Ten minutes later, I look up and he has disappeared. Settling into his spot is a young woman, who proceeds to remove the packaging of her take-away lunch and then cracks open a pair of chopsticks. She licks her teeth as she digs in, scrolling through her smart phone all the while. Women who have arranged themselves in a circle have been sitting behind me this whole time. I tune in to their conversation momentarily and realize they are discussing shoes. High-heeled, glittery ones.

 


 

Commuters rush around gripping transparent plastic cups, instead of the usual coffee ones. The cups are pierced with straws and seem to be filled with a colorful “crush” of some sort. Un-stockinged legs flit around the city under crumpled dresses and last season’s outfits. Outdoor dining areas, already heaving with customers perching on steps and milling around the edges, are hastily arranged and extended. Musicians are tuning their instruments on a pop-up stage for a city that has come to life as though answering a pager. Thursday is the new Friday and three in the afternoon is the new six p.m. as suited employees drink like there’s no going back to work this glorious afternoon. People smile, chat, and add their voices to the clamor of the band’s rehearsal. Drivers wave pedestrians across the road, but at the lights traffic growls so menacingly that I find myself distrusting the green light illuminating a striding stick-man figure. I know I’ve got to get away, that my train will be stifling and that I should board it early to guarantee a seat. But the music is starting up and the cellist is wearing a cowboy hat.

 


 

Last night I dreamt I was sailing, even though I don’t know how to, and have never felt the desire to learn. But there I was at the helm of an old wooden dhow, setting off from the corniche in Doha, where I once lived and worked. The city is the setting of my recurring dream, but never in my sleep have I found myself in its sea.

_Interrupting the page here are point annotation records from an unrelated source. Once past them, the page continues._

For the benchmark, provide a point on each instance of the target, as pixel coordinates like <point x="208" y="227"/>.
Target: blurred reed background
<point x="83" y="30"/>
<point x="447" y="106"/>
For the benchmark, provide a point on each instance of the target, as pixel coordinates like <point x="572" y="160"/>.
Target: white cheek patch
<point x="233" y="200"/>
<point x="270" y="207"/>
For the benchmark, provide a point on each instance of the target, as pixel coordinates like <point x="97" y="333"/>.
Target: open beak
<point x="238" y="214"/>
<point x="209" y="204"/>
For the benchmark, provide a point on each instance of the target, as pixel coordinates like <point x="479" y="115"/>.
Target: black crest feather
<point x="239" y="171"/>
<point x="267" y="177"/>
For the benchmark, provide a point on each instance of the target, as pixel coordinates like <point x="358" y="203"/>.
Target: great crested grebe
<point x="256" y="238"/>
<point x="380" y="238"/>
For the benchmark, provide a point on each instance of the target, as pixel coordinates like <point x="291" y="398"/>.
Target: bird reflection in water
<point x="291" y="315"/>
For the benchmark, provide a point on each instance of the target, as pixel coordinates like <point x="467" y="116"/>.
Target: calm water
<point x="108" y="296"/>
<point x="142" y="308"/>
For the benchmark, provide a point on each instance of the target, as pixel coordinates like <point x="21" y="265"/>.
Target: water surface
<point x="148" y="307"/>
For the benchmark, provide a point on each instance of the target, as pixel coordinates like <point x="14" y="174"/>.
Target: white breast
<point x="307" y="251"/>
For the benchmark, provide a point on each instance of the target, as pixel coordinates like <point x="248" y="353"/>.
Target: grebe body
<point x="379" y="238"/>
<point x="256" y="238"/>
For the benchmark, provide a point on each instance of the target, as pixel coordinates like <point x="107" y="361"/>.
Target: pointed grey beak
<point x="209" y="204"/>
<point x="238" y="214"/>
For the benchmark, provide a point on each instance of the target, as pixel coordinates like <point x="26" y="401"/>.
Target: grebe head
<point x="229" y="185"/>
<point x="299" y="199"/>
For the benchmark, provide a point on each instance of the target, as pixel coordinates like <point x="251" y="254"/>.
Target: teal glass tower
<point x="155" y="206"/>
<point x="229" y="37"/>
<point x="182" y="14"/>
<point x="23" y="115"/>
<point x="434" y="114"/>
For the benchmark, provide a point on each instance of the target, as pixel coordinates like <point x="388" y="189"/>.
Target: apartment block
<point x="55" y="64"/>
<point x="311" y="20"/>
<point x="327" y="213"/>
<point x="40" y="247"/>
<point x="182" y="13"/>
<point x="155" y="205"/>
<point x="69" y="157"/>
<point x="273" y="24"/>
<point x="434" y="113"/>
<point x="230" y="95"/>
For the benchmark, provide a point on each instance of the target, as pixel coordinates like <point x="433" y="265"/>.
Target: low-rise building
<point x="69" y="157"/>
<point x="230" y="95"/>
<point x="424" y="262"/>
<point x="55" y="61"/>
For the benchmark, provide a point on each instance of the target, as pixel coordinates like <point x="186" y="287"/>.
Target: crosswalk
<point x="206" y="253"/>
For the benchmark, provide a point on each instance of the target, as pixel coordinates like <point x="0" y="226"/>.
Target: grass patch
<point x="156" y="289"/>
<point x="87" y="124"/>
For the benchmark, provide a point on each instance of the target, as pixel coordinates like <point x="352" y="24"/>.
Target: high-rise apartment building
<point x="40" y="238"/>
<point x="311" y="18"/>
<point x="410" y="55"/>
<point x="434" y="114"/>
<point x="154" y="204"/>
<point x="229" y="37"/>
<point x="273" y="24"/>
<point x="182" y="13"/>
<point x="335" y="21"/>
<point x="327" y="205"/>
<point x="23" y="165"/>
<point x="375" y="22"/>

I feel a yearning to plunge into the inky ocean. Its surface is so still and fragile that it scrapes my skin as I slide through. Beneath the surface, the dense water grips hard at my submerged torso and limbs. I lean my head back and close my eyes to the starless sky. The moon is fullest in the middle of its cycle.

 


 

Oh, M.O. I’ve cheated on you. Right now on the train as we crossed the bridge, we passed a tall building with offices on multiple floors, and rows and rows of desks, so perfectly and beautifully aligned. We slid past slowly enough for me to see some of the faces already peering into screens, even though it’s not yet 8:00 a.m.

I know that next time, I will look out again.

 


 

I stare out of the window. The evening mist hangs low like a sack. A man walks along the edge of a large field as my train passes. He holds his hand up high, waving it uncompromisingly. When I reach the station, I climb into my car and begin to drive. Suddenly, a downpour drenches my windscreen. It ceases so quickly that it seems as though the water never touched the ground.

 


 

“My office” is gone, boxed up overnight, with half the desks removed.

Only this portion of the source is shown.